ScyllaDB performance is significantly decreased in AWS Graviton for mixed operation

49 views
Skip to first unread message

Uttam Giri

<uttameast@gmail.com>
unread,
May 4, 2023, 12:34:47 PM5/4/23
to ScyllaDB users

Hello, We conducted performance measurements on scyllaDB in AWS Graviton and found that the throughput Ops/sec is significantly decreased when the Consistency level is set to ALL or Quorum for the Mixed Scenario (which involves both READ and WRITE Operations). However, we did observe an improvement in performance when using Consistency level ONE or TWO. Are there any potential solutions or workarounds for this issue?
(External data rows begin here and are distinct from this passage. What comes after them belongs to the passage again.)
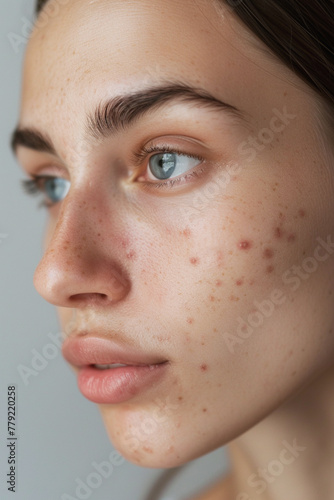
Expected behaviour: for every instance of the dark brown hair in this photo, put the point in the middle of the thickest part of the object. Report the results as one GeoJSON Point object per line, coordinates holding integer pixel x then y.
{"type": "Point", "coordinates": [299, 32]}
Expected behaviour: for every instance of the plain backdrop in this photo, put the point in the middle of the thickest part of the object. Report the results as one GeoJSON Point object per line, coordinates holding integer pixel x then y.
{"type": "Point", "coordinates": [60, 433]}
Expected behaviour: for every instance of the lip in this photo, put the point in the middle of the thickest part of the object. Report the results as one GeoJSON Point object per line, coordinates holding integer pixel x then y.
{"type": "Point", "coordinates": [112, 385]}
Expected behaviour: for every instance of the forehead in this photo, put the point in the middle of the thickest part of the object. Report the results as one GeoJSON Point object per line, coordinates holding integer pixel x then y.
{"type": "Point", "coordinates": [94, 49]}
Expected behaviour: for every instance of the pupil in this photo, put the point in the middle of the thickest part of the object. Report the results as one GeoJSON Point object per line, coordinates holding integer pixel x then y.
{"type": "Point", "coordinates": [165, 165]}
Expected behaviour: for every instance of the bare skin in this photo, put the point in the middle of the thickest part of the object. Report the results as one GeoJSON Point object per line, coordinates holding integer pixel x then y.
{"type": "Point", "coordinates": [228, 274]}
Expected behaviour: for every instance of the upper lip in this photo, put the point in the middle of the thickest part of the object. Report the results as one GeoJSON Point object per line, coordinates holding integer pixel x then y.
{"type": "Point", "coordinates": [83, 350]}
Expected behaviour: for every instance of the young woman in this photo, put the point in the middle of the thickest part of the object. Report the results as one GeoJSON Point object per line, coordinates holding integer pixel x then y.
{"type": "Point", "coordinates": [184, 152]}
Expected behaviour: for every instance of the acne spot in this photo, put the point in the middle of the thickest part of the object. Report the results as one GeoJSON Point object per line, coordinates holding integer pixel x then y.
{"type": "Point", "coordinates": [131, 255]}
{"type": "Point", "coordinates": [186, 233]}
{"type": "Point", "coordinates": [268, 253]}
{"type": "Point", "coordinates": [244, 245]}
{"type": "Point", "coordinates": [278, 232]}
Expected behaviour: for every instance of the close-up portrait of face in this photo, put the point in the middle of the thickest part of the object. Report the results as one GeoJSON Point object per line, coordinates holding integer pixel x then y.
{"type": "Point", "coordinates": [183, 152]}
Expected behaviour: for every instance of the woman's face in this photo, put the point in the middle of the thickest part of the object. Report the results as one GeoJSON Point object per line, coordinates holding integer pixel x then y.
{"type": "Point", "coordinates": [198, 232]}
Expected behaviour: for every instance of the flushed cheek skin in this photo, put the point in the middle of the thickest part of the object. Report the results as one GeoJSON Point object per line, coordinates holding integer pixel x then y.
{"type": "Point", "coordinates": [223, 288]}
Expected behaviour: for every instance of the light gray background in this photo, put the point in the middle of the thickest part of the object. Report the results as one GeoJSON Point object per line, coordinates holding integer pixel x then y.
{"type": "Point", "coordinates": [60, 433]}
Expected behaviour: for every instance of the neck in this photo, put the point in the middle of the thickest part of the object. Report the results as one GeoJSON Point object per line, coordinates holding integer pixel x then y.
{"type": "Point", "coordinates": [290, 454]}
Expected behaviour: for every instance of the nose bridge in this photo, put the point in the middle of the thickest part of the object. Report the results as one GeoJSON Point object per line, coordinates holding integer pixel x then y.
{"type": "Point", "coordinates": [81, 260]}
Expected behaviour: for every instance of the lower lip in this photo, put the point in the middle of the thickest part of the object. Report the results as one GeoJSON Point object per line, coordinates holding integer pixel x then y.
{"type": "Point", "coordinates": [116, 385]}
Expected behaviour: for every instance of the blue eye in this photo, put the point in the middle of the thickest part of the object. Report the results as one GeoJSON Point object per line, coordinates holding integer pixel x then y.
{"type": "Point", "coordinates": [163, 165]}
{"type": "Point", "coordinates": [54, 188]}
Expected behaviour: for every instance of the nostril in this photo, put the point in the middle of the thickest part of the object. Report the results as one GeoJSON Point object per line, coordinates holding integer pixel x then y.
{"type": "Point", "coordinates": [90, 298]}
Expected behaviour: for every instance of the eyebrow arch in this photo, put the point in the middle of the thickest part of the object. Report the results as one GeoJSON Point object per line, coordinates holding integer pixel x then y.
{"type": "Point", "coordinates": [120, 112]}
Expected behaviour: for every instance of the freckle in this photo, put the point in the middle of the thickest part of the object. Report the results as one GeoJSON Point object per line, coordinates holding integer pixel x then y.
{"type": "Point", "coordinates": [186, 232]}
{"type": "Point", "coordinates": [131, 255]}
{"type": "Point", "coordinates": [233, 298]}
{"type": "Point", "coordinates": [244, 245]}
{"type": "Point", "coordinates": [194, 260]}
{"type": "Point", "coordinates": [268, 253]}
{"type": "Point", "coordinates": [278, 232]}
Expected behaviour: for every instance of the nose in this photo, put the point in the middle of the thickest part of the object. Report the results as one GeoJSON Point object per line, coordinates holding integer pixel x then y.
{"type": "Point", "coordinates": [81, 265]}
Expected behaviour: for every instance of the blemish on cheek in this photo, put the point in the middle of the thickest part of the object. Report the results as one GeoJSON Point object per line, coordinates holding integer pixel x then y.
{"type": "Point", "coordinates": [186, 232]}
{"type": "Point", "coordinates": [245, 245]}
{"type": "Point", "coordinates": [131, 255]}
{"type": "Point", "coordinates": [194, 260]}
{"type": "Point", "coordinates": [268, 253]}
{"type": "Point", "coordinates": [278, 232]}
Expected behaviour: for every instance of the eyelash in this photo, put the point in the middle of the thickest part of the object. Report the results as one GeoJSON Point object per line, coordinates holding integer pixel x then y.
{"type": "Point", "coordinates": [34, 186]}
{"type": "Point", "coordinates": [140, 156]}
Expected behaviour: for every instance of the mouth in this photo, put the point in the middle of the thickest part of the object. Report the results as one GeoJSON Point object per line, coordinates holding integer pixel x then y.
{"type": "Point", "coordinates": [110, 373]}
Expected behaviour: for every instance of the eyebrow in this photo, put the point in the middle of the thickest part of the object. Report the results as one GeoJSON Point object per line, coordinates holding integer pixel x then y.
{"type": "Point", "coordinates": [120, 112]}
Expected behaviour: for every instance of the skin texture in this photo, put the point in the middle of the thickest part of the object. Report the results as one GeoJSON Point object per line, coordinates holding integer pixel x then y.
{"type": "Point", "coordinates": [179, 267]}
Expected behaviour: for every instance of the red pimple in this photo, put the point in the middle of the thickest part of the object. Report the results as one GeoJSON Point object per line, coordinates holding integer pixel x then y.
{"type": "Point", "coordinates": [186, 232]}
{"type": "Point", "coordinates": [268, 253]}
{"type": "Point", "coordinates": [194, 260]}
{"type": "Point", "coordinates": [278, 232]}
{"type": "Point", "coordinates": [244, 245]}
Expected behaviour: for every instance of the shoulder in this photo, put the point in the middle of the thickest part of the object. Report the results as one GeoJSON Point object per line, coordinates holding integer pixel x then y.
{"type": "Point", "coordinates": [221, 490]}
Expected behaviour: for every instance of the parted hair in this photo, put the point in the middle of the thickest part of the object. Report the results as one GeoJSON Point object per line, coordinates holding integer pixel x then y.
{"type": "Point", "coordinates": [300, 33]}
Please note the following details:

Scylla version: 5.2.0~rc4-0.20230402.d70751fee3f9

Instance type: AWS Graviton3

Performance tool: - Cassandra Stress Tool


Thank you.

Avi Kivity

<avi@scylladb.com>
unread,
May 4, 2023, 1:10:19 PM5/4/23
to scylladb-users@googlegroups.com
It's impossible to say anything given the lack of details.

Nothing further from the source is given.